ThreeTomatoes, my children are grown up now but when they were at a Lewisham primary school ten years ago Lewisham's banding procedures went like this:
- At the end of year 5 all children took the banding tests.
- At the start of year 6 the child's band was notified to the parents. There were five possible bandings: 1, 2A, 2B, 2C, 3. 1 was highest. The banding was done by ranking all the children by their total score in the tests and then labelling the top 20% as band 1 and so on down the list.
- Child's band was then automatically fed into the CAF so it was available when applications to Lewisham schools (and Greenwich, which was using a similar system) were being processed.
- Each school aimed to take 20% of its intake from each band. So in effect five separate admissions procedures were run in parallel for each school. They could be oversubscribed in band 3 and undersubscribed in band 1, for example. In those cases they would leave the Band 1 places unfilled rather than put children in from other bands - although there came a point in the late spring/summer when that went by the board and unfilled places would go to children of any band.
The effect of that system was that if the school managed to fill all its places in the right proportions, it would have an intake broadly comparable to the borough profile.
However, at Haberdashers' Aske's Hatcham, the system was different, more like the Harris academies described above. They tested all the children who applied (using a different test from Lewisham) and then allocated them to bands with reference to a national scale. So say a child got 182 they'd look at the scale they were using and say '182 - that means Band 2'.

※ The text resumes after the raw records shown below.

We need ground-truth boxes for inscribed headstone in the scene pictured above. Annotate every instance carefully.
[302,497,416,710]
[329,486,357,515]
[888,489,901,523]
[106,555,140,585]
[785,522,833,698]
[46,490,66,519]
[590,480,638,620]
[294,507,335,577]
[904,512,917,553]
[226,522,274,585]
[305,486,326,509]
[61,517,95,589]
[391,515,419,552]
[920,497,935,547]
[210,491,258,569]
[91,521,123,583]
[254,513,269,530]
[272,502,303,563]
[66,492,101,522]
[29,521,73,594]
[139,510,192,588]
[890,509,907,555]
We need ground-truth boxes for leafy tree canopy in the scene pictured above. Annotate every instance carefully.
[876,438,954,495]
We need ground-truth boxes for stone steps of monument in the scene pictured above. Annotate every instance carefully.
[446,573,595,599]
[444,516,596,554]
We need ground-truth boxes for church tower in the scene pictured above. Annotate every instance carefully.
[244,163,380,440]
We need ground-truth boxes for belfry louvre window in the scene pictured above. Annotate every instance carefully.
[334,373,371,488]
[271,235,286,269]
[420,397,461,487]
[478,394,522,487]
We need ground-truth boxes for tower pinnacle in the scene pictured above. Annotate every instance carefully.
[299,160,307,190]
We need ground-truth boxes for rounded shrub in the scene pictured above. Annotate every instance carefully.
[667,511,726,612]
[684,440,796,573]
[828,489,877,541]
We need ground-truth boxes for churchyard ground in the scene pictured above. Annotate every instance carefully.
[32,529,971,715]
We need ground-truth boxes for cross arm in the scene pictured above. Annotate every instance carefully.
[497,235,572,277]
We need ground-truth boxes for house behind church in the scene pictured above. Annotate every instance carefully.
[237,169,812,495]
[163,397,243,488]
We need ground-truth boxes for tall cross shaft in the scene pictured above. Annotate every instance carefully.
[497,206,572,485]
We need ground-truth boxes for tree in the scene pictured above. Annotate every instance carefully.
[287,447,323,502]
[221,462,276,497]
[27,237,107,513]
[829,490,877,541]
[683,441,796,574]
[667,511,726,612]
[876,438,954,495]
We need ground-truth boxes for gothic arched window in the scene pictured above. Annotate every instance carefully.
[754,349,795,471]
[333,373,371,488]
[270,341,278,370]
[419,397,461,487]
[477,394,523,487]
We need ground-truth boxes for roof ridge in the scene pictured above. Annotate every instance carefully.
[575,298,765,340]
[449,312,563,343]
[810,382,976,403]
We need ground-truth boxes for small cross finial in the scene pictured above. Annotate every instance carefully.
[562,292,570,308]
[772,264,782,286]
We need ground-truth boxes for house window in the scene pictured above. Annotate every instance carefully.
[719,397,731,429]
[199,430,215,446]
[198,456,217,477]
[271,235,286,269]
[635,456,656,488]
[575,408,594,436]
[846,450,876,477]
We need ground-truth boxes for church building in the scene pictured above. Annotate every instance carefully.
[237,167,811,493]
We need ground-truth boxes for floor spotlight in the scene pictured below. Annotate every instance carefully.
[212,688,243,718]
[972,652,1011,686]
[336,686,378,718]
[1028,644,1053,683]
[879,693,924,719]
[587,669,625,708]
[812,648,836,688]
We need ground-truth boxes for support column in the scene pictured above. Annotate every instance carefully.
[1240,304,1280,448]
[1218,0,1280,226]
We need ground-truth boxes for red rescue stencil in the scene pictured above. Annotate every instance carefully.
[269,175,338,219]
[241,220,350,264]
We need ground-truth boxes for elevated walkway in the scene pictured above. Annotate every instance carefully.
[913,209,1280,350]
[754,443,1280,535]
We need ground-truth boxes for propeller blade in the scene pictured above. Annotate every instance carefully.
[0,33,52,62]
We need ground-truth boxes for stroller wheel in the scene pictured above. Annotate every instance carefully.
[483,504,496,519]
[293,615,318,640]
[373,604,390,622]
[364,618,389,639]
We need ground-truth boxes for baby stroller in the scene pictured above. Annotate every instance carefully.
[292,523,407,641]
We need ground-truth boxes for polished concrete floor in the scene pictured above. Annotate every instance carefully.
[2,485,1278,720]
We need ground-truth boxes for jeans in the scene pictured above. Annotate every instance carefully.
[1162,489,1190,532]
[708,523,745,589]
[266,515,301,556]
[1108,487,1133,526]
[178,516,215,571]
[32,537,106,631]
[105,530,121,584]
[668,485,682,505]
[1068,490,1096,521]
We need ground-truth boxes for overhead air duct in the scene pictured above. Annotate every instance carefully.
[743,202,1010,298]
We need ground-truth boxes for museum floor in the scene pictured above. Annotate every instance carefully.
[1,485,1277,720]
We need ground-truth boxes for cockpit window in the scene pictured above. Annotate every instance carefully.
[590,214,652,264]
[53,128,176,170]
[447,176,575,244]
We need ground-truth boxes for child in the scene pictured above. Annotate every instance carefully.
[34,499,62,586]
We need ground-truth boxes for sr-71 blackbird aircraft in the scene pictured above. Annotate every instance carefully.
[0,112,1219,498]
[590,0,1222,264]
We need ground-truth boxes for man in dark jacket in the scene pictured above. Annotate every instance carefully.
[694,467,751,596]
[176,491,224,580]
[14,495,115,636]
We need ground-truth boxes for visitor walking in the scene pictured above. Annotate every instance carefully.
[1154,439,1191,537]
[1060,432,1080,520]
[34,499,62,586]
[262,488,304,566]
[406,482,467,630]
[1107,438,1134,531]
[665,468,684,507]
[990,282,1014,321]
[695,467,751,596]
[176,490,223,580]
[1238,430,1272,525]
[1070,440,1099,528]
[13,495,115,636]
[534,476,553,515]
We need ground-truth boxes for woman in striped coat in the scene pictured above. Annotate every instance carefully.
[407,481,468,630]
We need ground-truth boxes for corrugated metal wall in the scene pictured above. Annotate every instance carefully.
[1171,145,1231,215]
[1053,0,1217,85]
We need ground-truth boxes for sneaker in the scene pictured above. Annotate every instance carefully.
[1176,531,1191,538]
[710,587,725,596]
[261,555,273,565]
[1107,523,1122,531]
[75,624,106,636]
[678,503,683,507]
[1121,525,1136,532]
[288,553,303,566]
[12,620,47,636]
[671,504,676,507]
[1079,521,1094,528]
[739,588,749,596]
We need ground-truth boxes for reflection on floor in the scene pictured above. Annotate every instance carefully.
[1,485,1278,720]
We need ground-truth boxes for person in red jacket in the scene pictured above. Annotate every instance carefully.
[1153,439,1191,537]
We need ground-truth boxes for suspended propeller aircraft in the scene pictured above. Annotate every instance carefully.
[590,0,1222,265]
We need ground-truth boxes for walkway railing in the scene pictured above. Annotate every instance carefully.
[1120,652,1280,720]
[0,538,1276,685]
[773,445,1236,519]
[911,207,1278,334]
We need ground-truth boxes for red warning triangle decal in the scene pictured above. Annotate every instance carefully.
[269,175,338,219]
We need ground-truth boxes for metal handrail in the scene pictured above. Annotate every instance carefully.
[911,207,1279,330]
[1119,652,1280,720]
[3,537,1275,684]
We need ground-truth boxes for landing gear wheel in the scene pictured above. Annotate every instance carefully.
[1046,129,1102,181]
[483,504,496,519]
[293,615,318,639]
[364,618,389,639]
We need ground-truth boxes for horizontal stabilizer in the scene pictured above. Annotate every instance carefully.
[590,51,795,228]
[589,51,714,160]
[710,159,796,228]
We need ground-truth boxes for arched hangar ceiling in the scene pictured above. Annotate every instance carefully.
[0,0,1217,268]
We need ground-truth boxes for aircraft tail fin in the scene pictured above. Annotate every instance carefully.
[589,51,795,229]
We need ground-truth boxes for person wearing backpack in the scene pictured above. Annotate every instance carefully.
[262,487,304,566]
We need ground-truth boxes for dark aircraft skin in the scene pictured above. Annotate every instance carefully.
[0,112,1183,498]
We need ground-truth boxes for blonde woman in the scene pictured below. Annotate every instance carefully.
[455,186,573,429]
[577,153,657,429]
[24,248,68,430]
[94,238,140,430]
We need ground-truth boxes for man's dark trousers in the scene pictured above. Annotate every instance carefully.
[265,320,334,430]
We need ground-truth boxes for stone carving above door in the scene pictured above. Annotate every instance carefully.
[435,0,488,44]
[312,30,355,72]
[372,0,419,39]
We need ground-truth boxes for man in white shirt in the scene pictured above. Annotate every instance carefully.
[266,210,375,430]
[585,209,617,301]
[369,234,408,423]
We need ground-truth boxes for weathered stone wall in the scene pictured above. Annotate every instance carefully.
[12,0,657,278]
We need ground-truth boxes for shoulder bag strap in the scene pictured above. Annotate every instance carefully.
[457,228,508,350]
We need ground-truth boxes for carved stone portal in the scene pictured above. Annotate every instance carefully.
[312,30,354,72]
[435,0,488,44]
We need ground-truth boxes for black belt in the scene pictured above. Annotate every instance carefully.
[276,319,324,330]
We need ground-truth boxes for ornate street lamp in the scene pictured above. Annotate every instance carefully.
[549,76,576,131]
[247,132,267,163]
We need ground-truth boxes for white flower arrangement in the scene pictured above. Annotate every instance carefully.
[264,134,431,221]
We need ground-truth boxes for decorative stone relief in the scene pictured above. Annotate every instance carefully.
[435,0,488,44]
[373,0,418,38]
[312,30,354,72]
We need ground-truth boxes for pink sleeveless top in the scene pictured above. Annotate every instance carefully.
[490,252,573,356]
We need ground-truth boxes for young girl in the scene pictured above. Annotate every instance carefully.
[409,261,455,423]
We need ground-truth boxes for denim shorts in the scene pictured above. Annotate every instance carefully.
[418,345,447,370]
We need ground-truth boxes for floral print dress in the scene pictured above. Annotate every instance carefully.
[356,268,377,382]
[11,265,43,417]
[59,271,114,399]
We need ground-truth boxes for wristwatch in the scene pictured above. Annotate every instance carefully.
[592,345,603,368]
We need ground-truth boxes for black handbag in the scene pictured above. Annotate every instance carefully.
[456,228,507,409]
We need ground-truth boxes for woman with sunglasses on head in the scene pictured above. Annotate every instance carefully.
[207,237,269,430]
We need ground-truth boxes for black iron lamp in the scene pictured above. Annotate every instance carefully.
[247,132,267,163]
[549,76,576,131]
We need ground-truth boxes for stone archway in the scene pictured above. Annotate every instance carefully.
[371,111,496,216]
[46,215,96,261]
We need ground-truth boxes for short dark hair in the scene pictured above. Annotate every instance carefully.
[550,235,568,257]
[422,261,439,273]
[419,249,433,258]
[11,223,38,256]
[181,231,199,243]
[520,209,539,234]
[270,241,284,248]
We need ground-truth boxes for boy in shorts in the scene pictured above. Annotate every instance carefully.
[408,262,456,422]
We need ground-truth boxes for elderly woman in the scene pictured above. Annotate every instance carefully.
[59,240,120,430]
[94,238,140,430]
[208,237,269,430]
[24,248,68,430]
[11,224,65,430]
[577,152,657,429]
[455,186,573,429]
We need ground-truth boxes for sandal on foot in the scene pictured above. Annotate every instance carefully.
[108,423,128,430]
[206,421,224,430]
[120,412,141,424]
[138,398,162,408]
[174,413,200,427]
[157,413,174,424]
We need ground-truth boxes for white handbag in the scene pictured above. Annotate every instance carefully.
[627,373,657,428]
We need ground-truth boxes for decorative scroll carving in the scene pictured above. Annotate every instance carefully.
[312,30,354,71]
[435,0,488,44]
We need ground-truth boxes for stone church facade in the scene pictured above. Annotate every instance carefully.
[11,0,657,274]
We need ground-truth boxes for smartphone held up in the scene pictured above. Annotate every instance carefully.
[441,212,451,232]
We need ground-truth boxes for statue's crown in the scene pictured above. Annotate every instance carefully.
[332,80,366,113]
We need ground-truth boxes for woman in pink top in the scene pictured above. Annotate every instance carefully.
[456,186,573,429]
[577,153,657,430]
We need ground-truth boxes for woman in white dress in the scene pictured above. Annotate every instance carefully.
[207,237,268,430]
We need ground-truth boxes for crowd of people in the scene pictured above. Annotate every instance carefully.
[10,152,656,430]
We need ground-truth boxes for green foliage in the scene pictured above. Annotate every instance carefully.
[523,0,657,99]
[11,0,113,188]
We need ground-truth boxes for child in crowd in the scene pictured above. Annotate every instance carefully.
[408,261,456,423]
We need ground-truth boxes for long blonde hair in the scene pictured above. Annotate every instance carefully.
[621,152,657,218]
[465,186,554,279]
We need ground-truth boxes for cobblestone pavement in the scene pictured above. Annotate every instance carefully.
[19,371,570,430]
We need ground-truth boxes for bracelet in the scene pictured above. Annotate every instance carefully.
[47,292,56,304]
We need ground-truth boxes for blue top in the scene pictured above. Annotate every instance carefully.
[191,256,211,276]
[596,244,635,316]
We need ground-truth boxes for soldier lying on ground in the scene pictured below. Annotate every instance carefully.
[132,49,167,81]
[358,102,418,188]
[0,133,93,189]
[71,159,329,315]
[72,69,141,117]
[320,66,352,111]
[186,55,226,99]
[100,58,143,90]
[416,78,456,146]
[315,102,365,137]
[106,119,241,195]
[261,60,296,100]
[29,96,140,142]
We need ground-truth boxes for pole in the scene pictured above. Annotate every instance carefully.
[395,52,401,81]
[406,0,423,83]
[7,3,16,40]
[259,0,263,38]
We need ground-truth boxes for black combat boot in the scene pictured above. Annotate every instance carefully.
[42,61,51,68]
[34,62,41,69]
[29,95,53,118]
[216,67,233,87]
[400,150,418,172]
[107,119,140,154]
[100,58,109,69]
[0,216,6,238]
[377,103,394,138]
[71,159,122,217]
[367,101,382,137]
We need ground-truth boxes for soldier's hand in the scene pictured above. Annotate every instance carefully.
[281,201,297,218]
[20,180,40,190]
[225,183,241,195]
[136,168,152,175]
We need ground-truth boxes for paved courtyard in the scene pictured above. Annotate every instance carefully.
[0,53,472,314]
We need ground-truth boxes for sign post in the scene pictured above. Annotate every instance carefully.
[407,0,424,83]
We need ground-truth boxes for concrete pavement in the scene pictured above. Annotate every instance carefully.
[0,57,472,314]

Say they had 3000 applications altogether and 600 of them turned out to be from Band 2. They'd then say 'OK, that means this year we should allocate 20% of our places to Band 2 children'.
Now of course if they had 50% of their applications from children at the bottom end of the ability range then they'd end up allocating 50% of their places to lower ability children. But in practice they were getting a very high proportion of their applications from children at the top end of the ability range, so quite legitimately they were taking a very skewed intake, but were still labelled as comprehensive. The intake was representative of the applicants, but not of the borough.
Health warning: this may all have changed in the intervening years!